Plot: 9. The storyline here revolves around the sisters dealing with having superhero-style powers and the aftermath of their parents divorce. New friends, love interests, and their complicated relationships with each other and their parents are a huge part of this plot and not to give anything away, but it's really interesting how the stories and characters intersect.

Characters: 10. I loved the characters in this novel. The sisters were so different and the depth of their thoughts and personalities were shown so well, especially with the multiple-POV narration letting you see certain events from different viewpoints. The dialogue between the sisters (and in general) was hilarious and spot-on. I loved it.

Relationships: 9. First of all, I could not have loved the relationships between April, May, and June more. It's just not possible. They laughed and fought and talked like sisters actually do and as the story goes on their relationships develop and deepen. Another relationship I really loved was the one between April and Julian -- their conversations were hysterical and heart-warming. Really, the only slight problem I had with the relationships in this book was how suddenly the May-and-Henry dynamic seemed to change.

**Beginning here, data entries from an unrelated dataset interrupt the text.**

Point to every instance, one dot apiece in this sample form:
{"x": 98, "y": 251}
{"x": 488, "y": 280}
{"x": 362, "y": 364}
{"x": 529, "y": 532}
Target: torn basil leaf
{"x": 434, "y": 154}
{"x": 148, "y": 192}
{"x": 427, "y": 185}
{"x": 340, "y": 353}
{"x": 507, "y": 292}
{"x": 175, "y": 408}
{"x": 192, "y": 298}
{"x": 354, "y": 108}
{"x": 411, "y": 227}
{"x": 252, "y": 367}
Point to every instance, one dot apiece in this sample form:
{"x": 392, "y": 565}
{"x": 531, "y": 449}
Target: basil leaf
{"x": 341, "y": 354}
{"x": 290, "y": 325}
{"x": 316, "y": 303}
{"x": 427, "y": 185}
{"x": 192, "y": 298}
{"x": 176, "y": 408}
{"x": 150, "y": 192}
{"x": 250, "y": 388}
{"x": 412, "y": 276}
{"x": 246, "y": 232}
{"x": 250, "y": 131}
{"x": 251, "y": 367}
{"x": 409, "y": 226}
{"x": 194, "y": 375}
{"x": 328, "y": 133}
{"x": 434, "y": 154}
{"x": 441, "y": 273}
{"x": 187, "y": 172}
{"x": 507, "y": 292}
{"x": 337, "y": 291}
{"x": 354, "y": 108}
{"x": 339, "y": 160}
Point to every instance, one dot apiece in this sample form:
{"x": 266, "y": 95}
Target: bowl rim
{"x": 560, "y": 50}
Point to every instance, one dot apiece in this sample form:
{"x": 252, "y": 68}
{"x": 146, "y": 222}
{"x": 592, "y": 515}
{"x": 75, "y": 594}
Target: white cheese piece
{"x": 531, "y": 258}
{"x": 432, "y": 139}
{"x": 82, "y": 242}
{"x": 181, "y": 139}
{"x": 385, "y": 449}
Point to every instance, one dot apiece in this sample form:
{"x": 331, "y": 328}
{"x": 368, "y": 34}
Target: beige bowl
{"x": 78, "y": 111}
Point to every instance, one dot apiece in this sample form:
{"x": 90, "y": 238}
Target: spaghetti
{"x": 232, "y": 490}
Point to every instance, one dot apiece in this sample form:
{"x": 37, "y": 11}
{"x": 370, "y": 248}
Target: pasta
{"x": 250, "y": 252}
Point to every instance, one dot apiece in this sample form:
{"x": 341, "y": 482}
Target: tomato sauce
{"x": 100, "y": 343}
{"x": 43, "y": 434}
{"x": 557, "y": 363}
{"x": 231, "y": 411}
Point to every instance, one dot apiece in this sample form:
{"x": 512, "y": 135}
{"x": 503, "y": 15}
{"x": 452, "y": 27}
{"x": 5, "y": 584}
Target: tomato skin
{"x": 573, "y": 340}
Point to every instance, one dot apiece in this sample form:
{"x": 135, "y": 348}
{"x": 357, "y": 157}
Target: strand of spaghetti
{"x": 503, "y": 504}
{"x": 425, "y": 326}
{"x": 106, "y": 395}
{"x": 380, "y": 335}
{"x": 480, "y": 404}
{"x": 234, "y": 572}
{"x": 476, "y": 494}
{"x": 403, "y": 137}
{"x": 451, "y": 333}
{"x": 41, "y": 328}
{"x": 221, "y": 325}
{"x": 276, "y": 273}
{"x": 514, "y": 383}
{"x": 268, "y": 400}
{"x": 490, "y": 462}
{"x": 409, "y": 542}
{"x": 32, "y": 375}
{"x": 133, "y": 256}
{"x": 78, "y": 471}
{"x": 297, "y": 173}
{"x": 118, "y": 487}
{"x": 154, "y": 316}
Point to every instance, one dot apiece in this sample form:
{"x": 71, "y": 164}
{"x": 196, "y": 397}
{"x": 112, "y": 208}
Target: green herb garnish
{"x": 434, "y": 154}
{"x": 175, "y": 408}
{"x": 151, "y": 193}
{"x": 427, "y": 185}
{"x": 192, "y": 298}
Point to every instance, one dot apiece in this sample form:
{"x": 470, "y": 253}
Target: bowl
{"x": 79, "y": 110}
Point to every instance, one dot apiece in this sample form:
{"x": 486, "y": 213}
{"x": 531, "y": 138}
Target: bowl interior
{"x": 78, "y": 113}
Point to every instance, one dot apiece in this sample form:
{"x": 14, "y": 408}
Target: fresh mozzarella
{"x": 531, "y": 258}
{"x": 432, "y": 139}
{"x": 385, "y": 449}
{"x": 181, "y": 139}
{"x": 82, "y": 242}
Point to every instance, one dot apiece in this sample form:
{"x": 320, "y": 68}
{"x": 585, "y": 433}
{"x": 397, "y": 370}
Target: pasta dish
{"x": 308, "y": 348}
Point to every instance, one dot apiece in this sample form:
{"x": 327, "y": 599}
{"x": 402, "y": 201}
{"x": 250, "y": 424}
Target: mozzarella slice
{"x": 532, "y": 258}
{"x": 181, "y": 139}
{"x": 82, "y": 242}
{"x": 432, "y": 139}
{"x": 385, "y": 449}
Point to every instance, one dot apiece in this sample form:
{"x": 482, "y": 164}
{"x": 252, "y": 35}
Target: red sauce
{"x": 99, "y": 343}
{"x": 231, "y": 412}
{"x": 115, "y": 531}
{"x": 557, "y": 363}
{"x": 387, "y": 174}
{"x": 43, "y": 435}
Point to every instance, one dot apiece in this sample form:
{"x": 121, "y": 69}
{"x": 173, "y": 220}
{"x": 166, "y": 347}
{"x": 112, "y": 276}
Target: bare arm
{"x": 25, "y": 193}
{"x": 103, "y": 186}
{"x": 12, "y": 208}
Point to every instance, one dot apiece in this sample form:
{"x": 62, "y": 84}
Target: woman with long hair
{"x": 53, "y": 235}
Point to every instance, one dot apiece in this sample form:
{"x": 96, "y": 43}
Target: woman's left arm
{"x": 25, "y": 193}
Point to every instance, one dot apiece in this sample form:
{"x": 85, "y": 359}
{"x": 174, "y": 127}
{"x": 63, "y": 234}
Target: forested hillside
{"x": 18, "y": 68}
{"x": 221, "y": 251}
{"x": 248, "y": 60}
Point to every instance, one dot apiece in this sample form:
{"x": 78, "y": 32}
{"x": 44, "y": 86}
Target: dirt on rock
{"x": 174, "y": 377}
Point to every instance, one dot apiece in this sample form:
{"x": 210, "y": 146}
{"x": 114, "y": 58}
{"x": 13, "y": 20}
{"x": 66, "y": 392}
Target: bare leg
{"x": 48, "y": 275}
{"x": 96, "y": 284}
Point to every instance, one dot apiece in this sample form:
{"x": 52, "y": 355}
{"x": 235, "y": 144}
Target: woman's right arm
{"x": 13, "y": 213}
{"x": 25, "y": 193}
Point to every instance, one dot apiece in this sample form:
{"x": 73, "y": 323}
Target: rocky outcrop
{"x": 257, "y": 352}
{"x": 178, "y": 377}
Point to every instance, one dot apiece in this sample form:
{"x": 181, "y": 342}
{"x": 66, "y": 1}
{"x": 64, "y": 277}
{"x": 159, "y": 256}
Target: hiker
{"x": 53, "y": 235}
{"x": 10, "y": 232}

Setting: 8. A new school and new house are the settings for this novel but they both seem to be overshadowed by so much else. Which, quite honestly, works for this book. I didn't even notice until I set out to write my review.

Themes: 9. Friendship and family dynamics, but mostly sisterhood. This book was completely wonderful as far as the dynamic of sisters was portrayed and this, more than the divorce or superpowers, was what carried the story. Superlove.

Voice: 10.

Ending: 7. Okay, here's the one place I had issues with this book. The ending dragged on too long and I felt like the book easily could have ended before the last couple of chapters and been better for it.

Recommendability: 9.

Fangirly: 10. Okay, I wasn't expecting much from this book. Unlike so many others, I wasn't a big fan of Robin Benway's debut novel (AUDREY, WAIT!) and I so rarely read anything with a fantastical twist to it. But this is more contemporary than anything else and the relationships and characters are nearly perfect. I fell in love.

This book gets 89 out of 100, a B.
For readers looking for a sweet story of sisters and superpowers, anyone who liked Robin Benway's first novel, as well as fans of Maureen Johnson. Or, you know, just anyone looking for an incredibly awesome book.